I have wondered if with these tests it'll reach a point where online models cheat by generating a line art raster reference then behind the scenes deciding how to vectorize it in the most minimalist way (eg: using strokes and shape elements, etc, rather than naively using path outlines for all forms).

▲

simonw 2 hours ago | parent | next [-]

This Deep Think one was so good that I did get suspicious that maybe it was at least rendering the SVG to an image and then "looking" at the image and tweaking it over a few iterations.

But the reasoning trace doesn't hint at that and looks legit to me: https://gist.github.com/simonw/7e317ebb5cf8e75b2fcec4d0694a8...

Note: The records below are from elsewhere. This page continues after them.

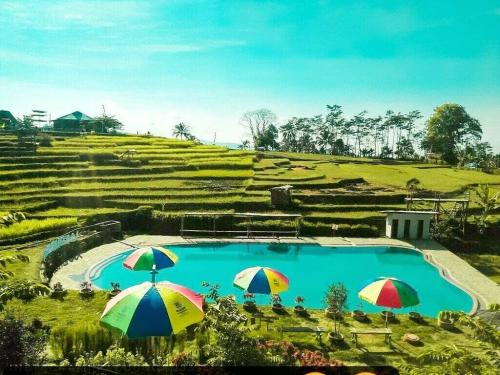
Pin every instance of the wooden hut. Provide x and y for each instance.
(73, 122)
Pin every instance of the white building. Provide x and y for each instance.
(409, 225)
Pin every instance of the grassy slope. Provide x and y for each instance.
(75, 311)
(212, 167)
(181, 176)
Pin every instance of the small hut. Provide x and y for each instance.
(7, 120)
(73, 122)
(409, 225)
(281, 196)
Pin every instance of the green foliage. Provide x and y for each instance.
(494, 307)
(115, 356)
(12, 218)
(488, 203)
(4, 259)
(448, 129)
(71, 342)
(20, 344)
(232, 346)
(21, 289)
(335, 300)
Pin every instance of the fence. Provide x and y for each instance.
(248, 217)
(76, 233)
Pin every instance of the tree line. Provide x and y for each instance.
(450, 134)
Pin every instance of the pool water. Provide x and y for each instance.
(310, 269)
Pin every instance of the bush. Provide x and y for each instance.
(20, 344)
(70, 342)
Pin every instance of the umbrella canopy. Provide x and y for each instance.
(149, 258)
(389, 292)
(151, 309)
(262, 280)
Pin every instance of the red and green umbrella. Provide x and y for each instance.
(150, 258)
(262, 280)
(151, 309)
(389, 292)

I also asked Deep Think what tools it has access to and it has Python and Bash but no internet access, and as far as I can tell that environment doesn't have any libraries or tools installed that can render an SVG to an image format that it could view.

▲

taberiand 4 hours ago | parent | prev [-]

Is that cheating, or is that just working smarter not harder?

	▲	Springtime 4 hours ago \| parent [-]
		The interesting aspect of the ongoing tests I feel is seeing how models can plan out an image directly using SVG primatives solely through reasoning (code-to-code). If they have a reference then it's a different type of challenge (optimizing for a trace).